Кате почему-то захотелось еще раз глянуть в голубые глаза этого парня, — правду он говорит или прикидывается? — и она кольнула его ядовитым в ту пору словом:
— Хитришь?!
— Хитрю, — отозвался он, не поднимая головы. — Всю войну хитрю. Сначала райвоенкомат обхитрил и в шестнадцать лет на курсы в артиллерийское училище попал, потом свою хитрость против немцев пустил... — Он говорил про себя, глядя в землю, будто земля умела слушать и понимать его.
— Погоди, — перебила Катя, — этот берег подмыт, скоро обвалится, и уплывешь кто знает куда!
— Мне не привыкать, — отозвался он. — Вынесет куда-нибудь, выживу. Уходи!
«Нет, — окончательно решила про себя Катя, — если мертвых не успели подобрать, то живого человека оставлять полым водам нельзя». И сказала:
— Может, вместе пойдем? Фляжка твоя уже почти полная. Возле нашего дома, прямо под окном, три березы стоят. Обещаю тебе ведро березовицы набрать, ведро и будет...
— Если к себе в дом зовешь, пойду. Только помоги подняться.
— Помогу. Скажи хоть, как тебя звать?
— По документам, которых у меня сейчас нет, Алексеем, — сказал он, поднимаясь с помощью Кати. — А ты можешь называть меня Алешкой. Ну вот спасибо! Пошли...
Высокий, мускулистый, он, опираясь на плечо Кати, довольно легко взошел на пригорок. И Катя опять подумала: не прикидывается ли он?
Однако дома сомнения рассеялись.
Отец Кати, вернувшийся с фронта еще в начале войны без ноги и с покалеченной рукой, быстро нашел с ним общий язык. Выяснилось, что село Березы, где располагается медсанбат, отрезано от магистральных дорог половодьем. Эвакуация раненых в тыловые госпитали временно прекращена, и врачи медсанбата не видели другого выхода, как ампутировать Алексею раненую ногу, которая начала покрываться синими пятнами.
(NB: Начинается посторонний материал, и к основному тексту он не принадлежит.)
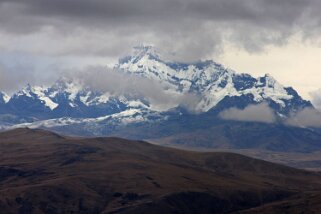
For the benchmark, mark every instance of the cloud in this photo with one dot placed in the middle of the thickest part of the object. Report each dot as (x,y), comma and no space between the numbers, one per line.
(316,98)
(119,83)
(307,117)
(192,28)
(252,113)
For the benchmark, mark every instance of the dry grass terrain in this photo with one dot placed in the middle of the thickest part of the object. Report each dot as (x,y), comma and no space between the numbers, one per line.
(42,172)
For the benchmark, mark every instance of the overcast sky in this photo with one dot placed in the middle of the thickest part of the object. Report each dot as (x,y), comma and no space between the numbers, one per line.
(39,39)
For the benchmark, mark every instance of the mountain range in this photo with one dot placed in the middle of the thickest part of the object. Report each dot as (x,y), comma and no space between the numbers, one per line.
(197,94)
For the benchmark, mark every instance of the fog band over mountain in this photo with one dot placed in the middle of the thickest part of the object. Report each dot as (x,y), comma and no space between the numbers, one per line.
(119,83)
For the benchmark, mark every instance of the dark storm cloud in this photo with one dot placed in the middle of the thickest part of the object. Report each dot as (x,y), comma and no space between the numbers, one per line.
(175,25)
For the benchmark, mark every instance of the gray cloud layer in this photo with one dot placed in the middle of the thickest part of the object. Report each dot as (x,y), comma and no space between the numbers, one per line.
(252,113)
(193,28)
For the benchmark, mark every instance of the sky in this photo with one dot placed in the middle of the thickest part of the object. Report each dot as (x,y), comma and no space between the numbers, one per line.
(40,40)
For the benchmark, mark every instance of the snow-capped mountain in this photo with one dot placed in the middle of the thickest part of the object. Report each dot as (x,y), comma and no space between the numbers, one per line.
(212,81)
(69,102)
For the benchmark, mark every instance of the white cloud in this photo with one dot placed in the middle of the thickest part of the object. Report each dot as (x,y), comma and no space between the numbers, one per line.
(307,117)
(252,113)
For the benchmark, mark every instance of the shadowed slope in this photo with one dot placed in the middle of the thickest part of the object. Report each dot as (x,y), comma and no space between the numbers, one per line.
(42,172)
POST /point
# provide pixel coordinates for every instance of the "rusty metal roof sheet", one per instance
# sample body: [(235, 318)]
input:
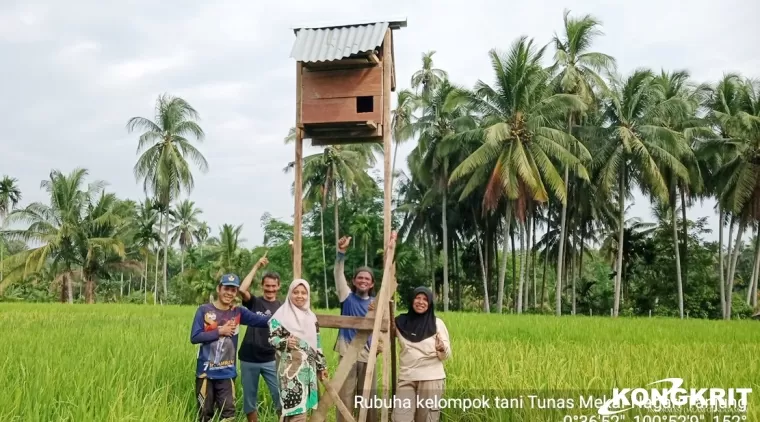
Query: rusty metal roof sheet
[(337, 42)]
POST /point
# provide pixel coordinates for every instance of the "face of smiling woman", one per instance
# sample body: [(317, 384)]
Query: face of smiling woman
[(299, 296), (420, 303), (226, 294)]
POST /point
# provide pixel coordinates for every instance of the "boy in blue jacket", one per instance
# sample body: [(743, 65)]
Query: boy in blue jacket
[(216, 328)]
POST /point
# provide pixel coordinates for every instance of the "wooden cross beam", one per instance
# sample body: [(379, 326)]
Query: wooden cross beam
[(351, 322)]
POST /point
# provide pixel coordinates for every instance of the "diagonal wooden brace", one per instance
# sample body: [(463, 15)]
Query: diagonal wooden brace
[(382, 305)]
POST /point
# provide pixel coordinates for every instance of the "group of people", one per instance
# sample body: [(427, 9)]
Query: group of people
[(283, 345)]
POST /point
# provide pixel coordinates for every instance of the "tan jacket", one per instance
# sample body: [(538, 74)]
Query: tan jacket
[(420, 361)]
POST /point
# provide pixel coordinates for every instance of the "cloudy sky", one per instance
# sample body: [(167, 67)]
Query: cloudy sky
[(75, 71)]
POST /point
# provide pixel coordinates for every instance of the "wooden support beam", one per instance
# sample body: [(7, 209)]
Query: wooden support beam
[(387, 68), (339, 378), (356, 323), (382, 304), (298, 212)]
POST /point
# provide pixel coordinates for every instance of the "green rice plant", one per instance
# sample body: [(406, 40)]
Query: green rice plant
[(135, 363)]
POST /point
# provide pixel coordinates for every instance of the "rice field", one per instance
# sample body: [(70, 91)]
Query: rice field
[(112, 363)]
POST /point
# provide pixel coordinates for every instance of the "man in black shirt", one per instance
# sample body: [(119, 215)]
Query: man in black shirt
[(257, 356)]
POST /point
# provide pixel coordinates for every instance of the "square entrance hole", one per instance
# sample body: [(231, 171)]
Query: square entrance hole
[(365, 104)]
— Пятна сойдут, — успокоил Алексея Катин отец. — Пропарим их в бане горячим веником, и начнут сходить. Это вот у меня отмахнули выше колена, потому как на одних жилах держалась. И руку хотели отнять, но я не дал. Так что и ты держись пока...
Отец, мать и Алексей, кажется, даже в мыслях не допускали того, что так тревожило Катю: вернутся немцы снова в Березы или не вернутся? Они так верили в возрастающие силы Красной Армии, что никакой речи об эвакуации родителей в глубокий тыл Катя не могла заводить.
— Наши теперь научились бить фашистов по всем правилам, не то что в начале войны, — утверждал отец. — Вот, сказывают, под Жаденовкой один командир четырьмя пушками целый батальон немцев с танками вдрызг разнес. Зашел ночью с тылу и давай лупцевать. Пленных сотню и два броневика прихватили на свое усиление. Молодой, говорят, а бывалый, из-под Сталинграда сюда пришел.